National data as of Q2 2019 suggests that there are approximately 800,000 new renters that enter the market every year. The demand requires about 325,000 new units that are needed each year to keep up with demand. This volume was last delivered in 1989.
At the same time, approximately 125,000 apartments homes are lost each year due to obsolescence. Therefore American needs to build about 450,000 new housing units to account for growth and those lost annually. In 2018 the market only delivered 257,000 units – leaving s substantial shortage.
In general, we can broadly categorize rental housing into two categories. Workforce housing and luxury or lifestyle housing.
Workforce housing is targeted for renters by necessity. It is for people that lack the wealth to acquire a house on their own. Workforce housing tends to leverage existing, old product on the market because the sector is not facing competition from new built product. As real estate values have increased, so has the cost of land. Therefore, it is not cost effective for builders to build workforce housing to rent.
Looking to the future, workforce housing likely has the greatest amount of future growth – especially if you focus on smaller markets with good job growth. By necessity this housing has to pencil out to be effective so this product works best in markets in the middle of America. Think cities like Nashville, Memphis, Cincinnati, and suburban Atlanta.
Despite being more prevalent in smaller markets, the sector has still experienced impressive growth in the past year. The national vacancy for Class C properties has dropped from 7% to 4%. Rent growth year over year increased more than five percent – more than each Class A or class B.
The national vacancy for Class C properties has dropped from 7% to 4%. Rent growth year over year increased more than five percent – more than each Class A or class B.
The second segment of renters are the luxury or lifestyle households. These residents are renters by choice. They can be retired baby boomers or single professionals that may have high incomes but not the credit to purchase a home. A number of the larger REITs cater to this market. Avalon Bay, for example, targets millennials in urban, high density locations. They build the newest buildings in close in suburbs. Similarly, MidAmerica (MAA) is a sunbelt REIT that focuses on areas with high job growth and put strong management in place.
What does this mean in a changing economic cycle?

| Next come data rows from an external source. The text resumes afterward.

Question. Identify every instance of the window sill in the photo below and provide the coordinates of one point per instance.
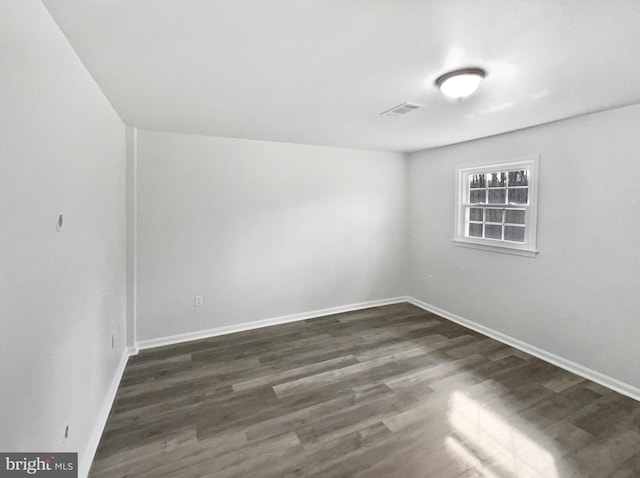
(495, 248)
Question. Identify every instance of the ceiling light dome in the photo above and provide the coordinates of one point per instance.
(459, 84)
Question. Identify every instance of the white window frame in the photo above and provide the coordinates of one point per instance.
(528, 247)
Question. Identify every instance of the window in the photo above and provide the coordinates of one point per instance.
(496, 207)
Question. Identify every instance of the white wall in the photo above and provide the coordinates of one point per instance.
(579, 298)
(262, 230)
(61, 293)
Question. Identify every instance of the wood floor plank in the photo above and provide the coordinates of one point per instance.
(389, 391)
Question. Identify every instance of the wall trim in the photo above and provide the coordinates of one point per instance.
(86, 458)
(573, 367)
(256, 324)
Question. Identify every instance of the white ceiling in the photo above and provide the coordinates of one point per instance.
(321, 71)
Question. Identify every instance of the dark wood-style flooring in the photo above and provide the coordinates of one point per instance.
(390, 391)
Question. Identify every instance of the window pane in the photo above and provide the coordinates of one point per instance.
(497, 196)
(477, 195)
(494, 215)
(519, 196)
(475, 214)
(514, 233)
(497, 180)
(514, 216)
(519, 178)
(475, 230)
(478, 181)
(493, 232)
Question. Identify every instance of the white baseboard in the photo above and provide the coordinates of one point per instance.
(229, 329)
(585, 372)
(86, 458)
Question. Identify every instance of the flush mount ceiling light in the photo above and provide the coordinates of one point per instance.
(459, 84)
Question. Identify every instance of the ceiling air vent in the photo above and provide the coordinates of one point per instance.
(401, 109)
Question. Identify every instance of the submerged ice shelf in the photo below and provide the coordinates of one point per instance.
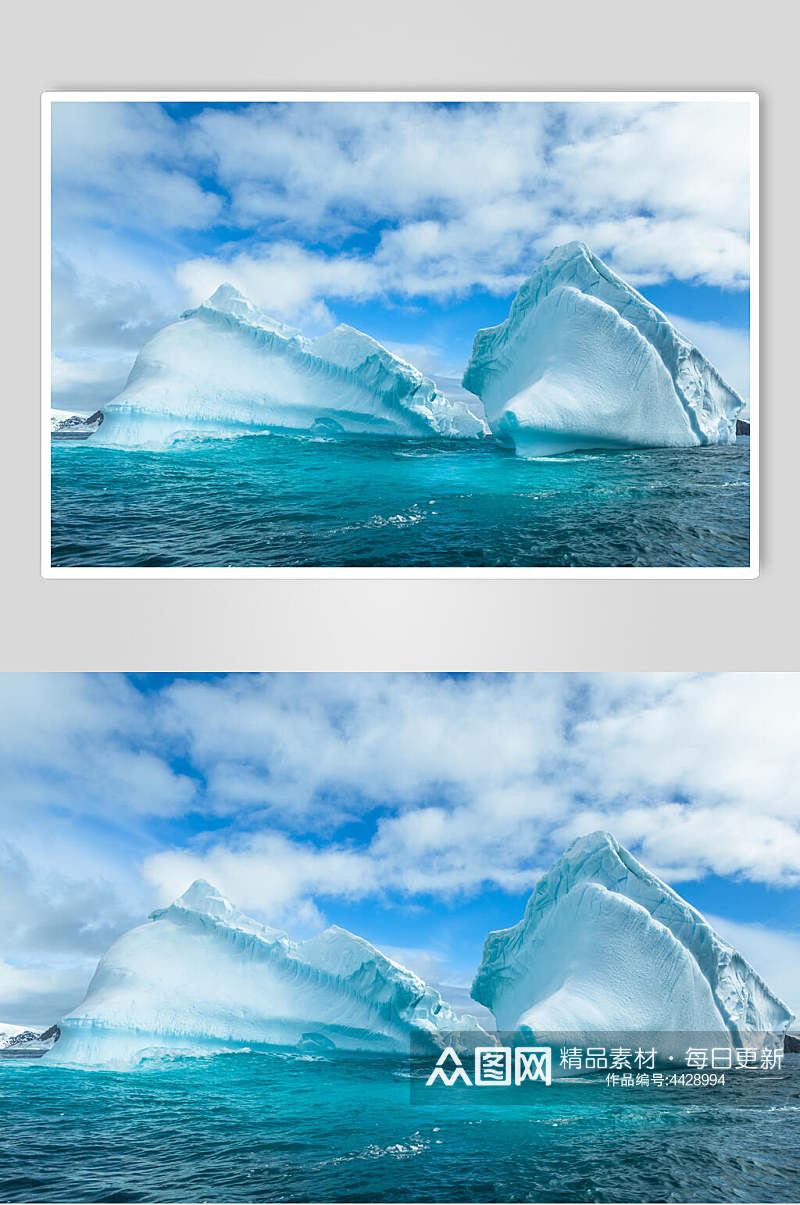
(606, 946)
(203, 976)
(227, 366)
(583, 360)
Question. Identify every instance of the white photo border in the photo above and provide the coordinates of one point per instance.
(477, 572)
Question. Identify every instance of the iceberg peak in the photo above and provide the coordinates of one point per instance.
(225, 365)
(583, 360)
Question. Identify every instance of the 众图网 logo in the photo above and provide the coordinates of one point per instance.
(494, 1065)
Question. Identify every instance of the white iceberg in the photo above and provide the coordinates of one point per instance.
(225, 366)
(201, 976)
(605, 946)
(23, 1041)
(66, 424)
(583, 360)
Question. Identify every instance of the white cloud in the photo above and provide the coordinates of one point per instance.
(356, 201)
(476, 197)
(118, 163)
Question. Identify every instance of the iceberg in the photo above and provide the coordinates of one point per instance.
(68, 425)
(605, 946)
(583, 360)
(225, 366)
(200, 976)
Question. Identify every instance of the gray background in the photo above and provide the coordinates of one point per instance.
(321, 624)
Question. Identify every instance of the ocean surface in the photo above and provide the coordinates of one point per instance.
(305, 500)
(281, 1126)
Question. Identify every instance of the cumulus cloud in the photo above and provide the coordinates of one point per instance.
(727, 348)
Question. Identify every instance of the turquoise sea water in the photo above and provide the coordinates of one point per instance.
(292, 1127)
(304, 500)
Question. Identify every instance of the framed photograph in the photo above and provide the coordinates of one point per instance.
(400, 334)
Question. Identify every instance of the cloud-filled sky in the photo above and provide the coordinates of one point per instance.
(413, 222)
(416, 810)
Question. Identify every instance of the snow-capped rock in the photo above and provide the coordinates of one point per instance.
(19, 1040)
(68, 425)
(201, 975)
(225, 366)
(583, 360)
(606, 946)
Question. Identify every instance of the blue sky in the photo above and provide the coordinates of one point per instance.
(413, 222)
(416, 810)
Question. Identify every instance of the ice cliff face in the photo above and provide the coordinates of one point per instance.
(605, 946)
(584, 362)
(204, 976)
(227, 366)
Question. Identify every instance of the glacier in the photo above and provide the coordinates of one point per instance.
(225, 368)
(65, 424)
(201, 976)
(605, 946)
(584, 362)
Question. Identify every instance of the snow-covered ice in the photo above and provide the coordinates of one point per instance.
(21, 1040)
(203, 976)
(583, 360)
(606, 946)
(225, 366)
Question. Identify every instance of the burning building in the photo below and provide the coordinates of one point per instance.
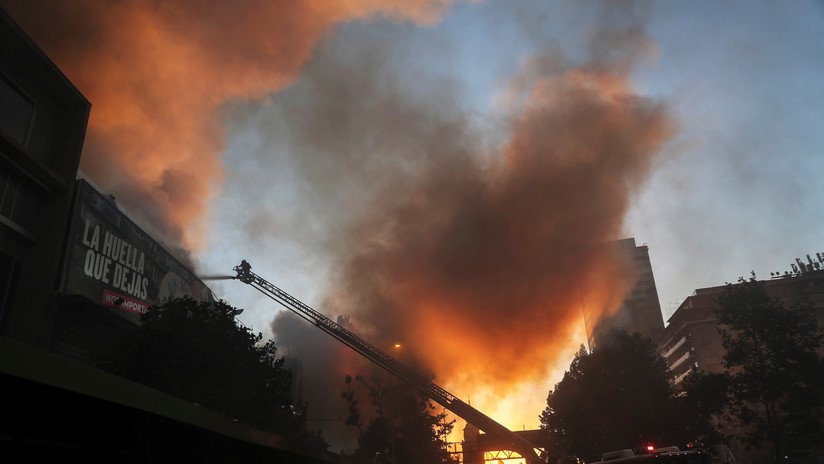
(640, 310)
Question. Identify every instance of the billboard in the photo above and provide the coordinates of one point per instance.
(113, 262)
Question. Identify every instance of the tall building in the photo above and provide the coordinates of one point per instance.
(691, 340)
(641, 310)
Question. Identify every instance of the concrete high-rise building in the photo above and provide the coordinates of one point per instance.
(691, 340)
(641, 310)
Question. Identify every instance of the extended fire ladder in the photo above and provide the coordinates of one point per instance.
(393, 366)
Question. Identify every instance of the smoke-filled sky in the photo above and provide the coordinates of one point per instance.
(442, 172)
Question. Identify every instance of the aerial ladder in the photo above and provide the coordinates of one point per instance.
(391, 365)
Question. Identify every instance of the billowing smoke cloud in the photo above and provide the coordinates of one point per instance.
(476, 256)
(157, 74)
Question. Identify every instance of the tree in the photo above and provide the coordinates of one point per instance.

First, remember that real estate is local. One market could be a very tight sellers market while another is relatively flat. It is important to keep fundamentals and focus on markets that have the best economic indicators or job growth rates. Larger operators can diversify markets while being cognizant of job creation and income growth.
Our portfolio is regional. This means while we do have some geographic or market diversification, should the entire region be hit simultaneously, our footprint may not offer much of an advantage. We have an interesting dilemma of needing to achieve a certain degree of scale in each market while maintaining diversification. To make entering a market financially feasible, 50 units is required. Our primary objective going forward should be to obtain at least 50 operating units in each market.